Farewell to chamber pots,old homes get modern makeover
The last 144 families living in the Jing’ansi Community are finally saying goodbye to wooden matong and enamel tanyu — Chinese chamber pots — thanks to a district campaign to upgrade living conditions in dilapidated shikumen (stone-gate houses) neighborhoods.
Many residences in the community were created by carving up single buildings into multiple small flats. That meant no room for private toilets.
“I could never be persuaded to use a chamber pot myself,” said Ruth Zimmerman, a former Jewish refugee, in the documentary “Survival in Shanghai.” She escaped Nazi Germany with her mother from Hamburg in 1939,when she was 9. Every morning, her Chinese neighbors waited in a line on the doorstep for a big wooden cart to come by and collect the chamber pot contents.
“Have you ever heard of the famous old German cologne brand 4711?”Zimmerman said on camera, laughing.
“One day, I saw that number on one of the carts.” For Chinese locals today, there is little to laugh about if their homes are dilapidated, dirty and even unsanitary.

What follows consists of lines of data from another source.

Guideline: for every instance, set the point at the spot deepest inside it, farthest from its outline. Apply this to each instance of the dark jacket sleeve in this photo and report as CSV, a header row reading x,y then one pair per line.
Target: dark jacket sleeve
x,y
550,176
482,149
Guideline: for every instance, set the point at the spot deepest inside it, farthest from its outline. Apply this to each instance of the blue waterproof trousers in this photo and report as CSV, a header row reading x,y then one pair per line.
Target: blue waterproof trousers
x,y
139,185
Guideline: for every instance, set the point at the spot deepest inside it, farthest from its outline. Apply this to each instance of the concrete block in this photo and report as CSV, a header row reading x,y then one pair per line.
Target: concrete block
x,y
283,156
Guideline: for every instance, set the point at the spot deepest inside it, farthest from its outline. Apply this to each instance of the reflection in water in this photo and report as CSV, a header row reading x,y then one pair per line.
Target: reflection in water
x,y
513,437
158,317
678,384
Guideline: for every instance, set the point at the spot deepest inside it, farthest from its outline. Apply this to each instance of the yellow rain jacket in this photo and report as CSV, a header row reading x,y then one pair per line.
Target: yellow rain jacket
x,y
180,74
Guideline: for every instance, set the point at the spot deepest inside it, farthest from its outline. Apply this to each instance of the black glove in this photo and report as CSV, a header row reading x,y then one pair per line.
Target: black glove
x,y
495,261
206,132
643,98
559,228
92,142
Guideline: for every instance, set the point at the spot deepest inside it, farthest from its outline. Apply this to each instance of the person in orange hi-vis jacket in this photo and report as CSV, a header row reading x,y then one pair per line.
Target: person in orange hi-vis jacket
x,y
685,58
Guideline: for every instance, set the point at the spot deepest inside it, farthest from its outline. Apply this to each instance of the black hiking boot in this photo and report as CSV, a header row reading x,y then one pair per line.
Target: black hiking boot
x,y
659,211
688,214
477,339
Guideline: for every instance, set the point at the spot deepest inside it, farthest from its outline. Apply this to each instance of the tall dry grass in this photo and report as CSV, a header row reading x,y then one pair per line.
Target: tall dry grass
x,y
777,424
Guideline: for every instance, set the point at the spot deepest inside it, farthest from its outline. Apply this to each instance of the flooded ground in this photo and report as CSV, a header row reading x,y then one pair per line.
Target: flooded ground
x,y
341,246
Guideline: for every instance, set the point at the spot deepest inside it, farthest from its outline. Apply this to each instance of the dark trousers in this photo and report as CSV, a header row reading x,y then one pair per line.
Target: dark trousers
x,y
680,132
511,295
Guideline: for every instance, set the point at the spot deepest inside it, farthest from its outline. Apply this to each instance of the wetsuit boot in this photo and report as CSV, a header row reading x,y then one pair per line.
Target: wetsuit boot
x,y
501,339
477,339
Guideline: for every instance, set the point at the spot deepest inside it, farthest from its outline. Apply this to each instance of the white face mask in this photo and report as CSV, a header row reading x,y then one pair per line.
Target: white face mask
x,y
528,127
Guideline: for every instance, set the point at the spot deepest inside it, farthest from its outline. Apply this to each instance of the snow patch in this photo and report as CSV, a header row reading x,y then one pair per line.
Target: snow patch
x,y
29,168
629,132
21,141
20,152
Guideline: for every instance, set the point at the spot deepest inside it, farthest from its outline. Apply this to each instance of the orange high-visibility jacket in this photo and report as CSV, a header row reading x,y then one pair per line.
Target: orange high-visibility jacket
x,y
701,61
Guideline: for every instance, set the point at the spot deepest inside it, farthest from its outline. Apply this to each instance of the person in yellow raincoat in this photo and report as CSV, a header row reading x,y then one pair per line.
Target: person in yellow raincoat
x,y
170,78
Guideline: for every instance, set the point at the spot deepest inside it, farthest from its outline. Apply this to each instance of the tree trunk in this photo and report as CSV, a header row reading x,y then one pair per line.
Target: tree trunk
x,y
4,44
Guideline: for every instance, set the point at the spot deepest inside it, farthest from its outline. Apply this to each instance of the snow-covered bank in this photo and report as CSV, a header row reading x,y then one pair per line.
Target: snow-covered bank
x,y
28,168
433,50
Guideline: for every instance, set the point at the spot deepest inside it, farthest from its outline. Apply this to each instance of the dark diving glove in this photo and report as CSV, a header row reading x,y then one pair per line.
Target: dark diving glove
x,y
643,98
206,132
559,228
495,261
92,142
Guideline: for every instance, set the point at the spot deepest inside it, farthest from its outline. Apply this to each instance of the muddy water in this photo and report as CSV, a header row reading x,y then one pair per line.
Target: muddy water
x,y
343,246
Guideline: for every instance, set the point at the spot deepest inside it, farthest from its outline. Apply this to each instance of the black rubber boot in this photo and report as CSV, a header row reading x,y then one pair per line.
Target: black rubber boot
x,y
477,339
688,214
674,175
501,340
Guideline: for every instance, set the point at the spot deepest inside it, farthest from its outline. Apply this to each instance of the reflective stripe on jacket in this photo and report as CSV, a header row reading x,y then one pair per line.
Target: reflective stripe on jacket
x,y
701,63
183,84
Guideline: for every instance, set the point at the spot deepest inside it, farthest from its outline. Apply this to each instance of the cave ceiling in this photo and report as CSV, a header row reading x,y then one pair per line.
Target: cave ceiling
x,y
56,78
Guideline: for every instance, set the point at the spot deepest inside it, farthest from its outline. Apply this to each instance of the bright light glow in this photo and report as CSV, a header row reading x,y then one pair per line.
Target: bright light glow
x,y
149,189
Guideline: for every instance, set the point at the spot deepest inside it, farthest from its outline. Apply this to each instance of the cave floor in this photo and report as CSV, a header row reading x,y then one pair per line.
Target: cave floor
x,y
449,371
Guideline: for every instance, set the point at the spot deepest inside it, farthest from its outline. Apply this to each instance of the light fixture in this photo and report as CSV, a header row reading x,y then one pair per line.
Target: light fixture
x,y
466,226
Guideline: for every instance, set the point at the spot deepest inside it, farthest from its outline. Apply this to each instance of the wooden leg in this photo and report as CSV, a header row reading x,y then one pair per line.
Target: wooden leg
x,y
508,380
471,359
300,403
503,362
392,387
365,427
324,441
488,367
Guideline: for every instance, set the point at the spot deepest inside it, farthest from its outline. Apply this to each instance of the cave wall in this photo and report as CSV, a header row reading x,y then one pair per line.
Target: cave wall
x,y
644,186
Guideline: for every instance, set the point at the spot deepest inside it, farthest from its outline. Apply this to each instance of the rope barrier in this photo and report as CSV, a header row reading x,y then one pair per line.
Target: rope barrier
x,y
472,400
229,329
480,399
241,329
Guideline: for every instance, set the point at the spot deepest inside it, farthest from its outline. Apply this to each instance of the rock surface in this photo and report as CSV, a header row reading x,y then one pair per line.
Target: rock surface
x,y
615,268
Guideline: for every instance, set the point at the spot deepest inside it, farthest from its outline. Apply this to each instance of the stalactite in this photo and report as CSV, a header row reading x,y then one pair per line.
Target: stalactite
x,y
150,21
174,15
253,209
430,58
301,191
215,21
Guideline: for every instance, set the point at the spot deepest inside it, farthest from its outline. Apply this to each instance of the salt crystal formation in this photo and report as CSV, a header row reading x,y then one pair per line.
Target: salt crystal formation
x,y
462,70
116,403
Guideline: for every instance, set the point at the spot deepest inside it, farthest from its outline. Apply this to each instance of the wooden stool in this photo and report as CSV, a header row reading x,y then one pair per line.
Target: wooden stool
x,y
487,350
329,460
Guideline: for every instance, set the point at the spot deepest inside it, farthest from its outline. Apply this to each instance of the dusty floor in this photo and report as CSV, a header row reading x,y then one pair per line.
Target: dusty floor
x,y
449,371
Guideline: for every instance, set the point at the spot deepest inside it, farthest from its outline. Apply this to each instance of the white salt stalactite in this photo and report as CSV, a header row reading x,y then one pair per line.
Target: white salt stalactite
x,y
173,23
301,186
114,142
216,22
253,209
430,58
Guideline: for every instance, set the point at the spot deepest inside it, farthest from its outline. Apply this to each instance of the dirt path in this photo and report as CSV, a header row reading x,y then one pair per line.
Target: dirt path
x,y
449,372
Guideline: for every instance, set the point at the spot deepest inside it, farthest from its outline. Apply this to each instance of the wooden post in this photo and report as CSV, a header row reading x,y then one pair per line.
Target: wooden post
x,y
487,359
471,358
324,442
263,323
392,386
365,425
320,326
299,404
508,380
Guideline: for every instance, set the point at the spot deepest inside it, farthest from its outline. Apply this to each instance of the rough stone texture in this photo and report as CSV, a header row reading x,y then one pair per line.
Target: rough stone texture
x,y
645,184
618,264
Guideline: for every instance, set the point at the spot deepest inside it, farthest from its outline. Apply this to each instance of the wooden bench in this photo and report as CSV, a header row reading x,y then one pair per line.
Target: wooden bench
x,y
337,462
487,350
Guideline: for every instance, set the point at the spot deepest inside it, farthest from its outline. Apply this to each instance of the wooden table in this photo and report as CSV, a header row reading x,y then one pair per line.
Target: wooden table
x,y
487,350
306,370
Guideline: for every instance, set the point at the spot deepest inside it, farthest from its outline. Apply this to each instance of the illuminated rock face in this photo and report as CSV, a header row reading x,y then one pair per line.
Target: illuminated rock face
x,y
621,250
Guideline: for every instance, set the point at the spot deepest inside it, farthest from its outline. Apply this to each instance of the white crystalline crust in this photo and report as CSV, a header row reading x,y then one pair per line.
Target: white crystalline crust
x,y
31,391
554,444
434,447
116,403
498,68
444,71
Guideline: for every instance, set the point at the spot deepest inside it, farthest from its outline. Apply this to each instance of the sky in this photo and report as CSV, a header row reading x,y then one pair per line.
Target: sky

“The chamber pots were so smelly and embarrassing to use,” said Zhao Qiufang, who has lived in a cramped unit on Changshu Road for 34 years.
Her home is common in the Jing’ansi Community, which has many old lanes and buildings. To many people, their “retro” look is a beautiful reminder of the past, but go beyond the fa?ade and the picture of those living in rundown conditions is more grim.
A program to renovate old buildings across Jing’an District began several years ago. Dilapidated structures that could be salvaged have been reinforced.Crumbling pipes have been replaced, and private kitchens and bathrooms installed.
This month, the last chamber pot in the Jing’ansi Community was thrown out after a family had a private toilet built in their apartment.
“We have different solutions to different problems,” said Ye Zhijian,chief of the Party committee working with the community.
“We either put toilets in homes, or create a modern public space for a row of flush toilets, with one assigned to each family, or we install a public bathroom shared by two families
close to their homes,” he said.
Zhao lives with her son, daughter-inlaw and grandson in a 12-square-meter apartment. Since it was too small to install a bathroom, officials built one on an abandoned plot just in front of her house.
She shares the 2-square-meter bathroom with a neighbor, and the two families paid extra money to get
a washing machine and bathing facilities installed alongside the flush toilet.
“It’s liberation!” Zhao declared. “We used to have to dump the excrement from chamber pots at a roadside venue. That was embarrassing, especially since we live in the downtown area of such a modern city.”
By day, she said, she preferred to walk five minutes to the nearest public restroom to use the toilets. But at night,she still had to use a chamber pot.
Improving the lifestyle of residents can change their whole perspective.“Environment can change a person,”
Zhao said. “I used to keep every used bottle I could find so I could sell them. My home became a dump.But after we received our new toilet,I threw all that old stuff away. I want to live in a clean environment.”